Spokesman GL Peiris said the government was willing to enter an agreement with Kumaratunga that would be a guide for how peace talks are handled.

"Vituperative politics should be a part of history," he said.

Prime Minister Ranil Wickremesinghe's party has previously maintained that it will exclusively handle the peace process with Tamil Tiger rebels.

Peiris said a committee appointed this week to look at ways in which the president and prime minister should work together would be providing suggestions to improve the cohabitation government.

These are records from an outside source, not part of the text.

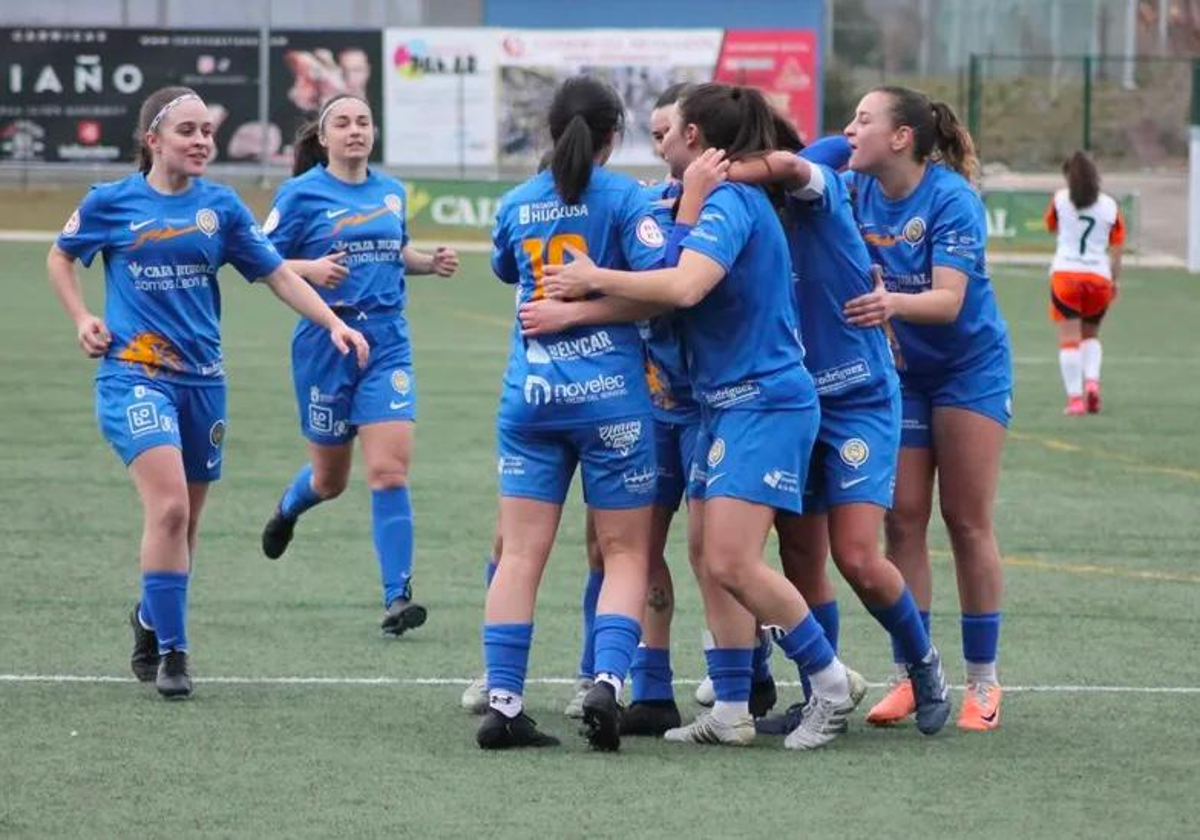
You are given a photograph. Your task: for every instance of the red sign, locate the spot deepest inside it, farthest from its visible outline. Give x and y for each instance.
(783, 64)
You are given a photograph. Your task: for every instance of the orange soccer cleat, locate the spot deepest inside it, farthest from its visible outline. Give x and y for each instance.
(981, 709)
(897, 705)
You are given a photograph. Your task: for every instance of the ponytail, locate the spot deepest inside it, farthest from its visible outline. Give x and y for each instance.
(1083, 180)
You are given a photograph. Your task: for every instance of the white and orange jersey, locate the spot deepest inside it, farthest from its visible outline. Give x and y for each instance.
(1085, 235)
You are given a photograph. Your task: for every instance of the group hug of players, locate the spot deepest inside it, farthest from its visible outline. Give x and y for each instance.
(777, 342)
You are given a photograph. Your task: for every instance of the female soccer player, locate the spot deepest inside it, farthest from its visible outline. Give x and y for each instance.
(925, 226)
(341, 226)
(1083, 277)
(160, 389)
(760, 415)
(573, 397)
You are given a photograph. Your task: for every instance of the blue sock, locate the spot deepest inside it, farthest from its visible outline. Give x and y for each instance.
(829, 618)
(898, 649)
(391, 526)
(981, 636)
(166, 594)
(615, 641)
(300, 496)
(903, 622)
(652, 675)
(507, 655)
(730, 669)
(807, 646)
(591, 595)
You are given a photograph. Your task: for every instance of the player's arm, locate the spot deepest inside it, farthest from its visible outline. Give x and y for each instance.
(443, 262)
(292, 289)
(90, 331)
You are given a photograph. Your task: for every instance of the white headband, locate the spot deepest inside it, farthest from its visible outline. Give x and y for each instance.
(166, 108)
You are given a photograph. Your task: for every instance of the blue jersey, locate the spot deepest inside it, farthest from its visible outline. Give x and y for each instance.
(743, 339)
(162, 304)
(832, 267)
(588, 373)
(941, 223)
(316, 214)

"Vituperative politics should be a part of history" 

GL Peiris,
government spokesman

Sri Lanka has been in political deadlock since Kumaratunga on 4 November suspended parliament for two weeks.

The political turmoil prompted the government to drop efforts to coax the rebels back into Norwegian-mediated peace talks, which have been suspended since April. The Norwegians also said they would stay on the sidelines until the political dispute was mended.

Fresh conflict

Meanwhile, in a move that deepened rifts between the government and Kumaratunga, Parliament Speaker Joseph Michael Perera ruled the legislature could disregard the president if she ordered another suspension of the government. 

Parliament met on Wednesday for the first time since it was suspended.

The state-run Daily News said the conflict between the speaker and the President "could even eclipse" the crisis caused by Kamaratunga's hostile relationship with the prime minister. 

Kumaratunga's party has already threatened to bring a vote of no-trust against Perera, but the opposition does not enjoy a majority sufficient to oust him unless they are able to engineer defections. 

Perera is from Wickremesinghe's United National Party, but the office of the speaker is officially neutral. His rulings are binding on the legislature and cannot be challenged in court. 

There was no immediate reaction from the president to the challenge to her authority, but officials at her office said the president would study the ruling.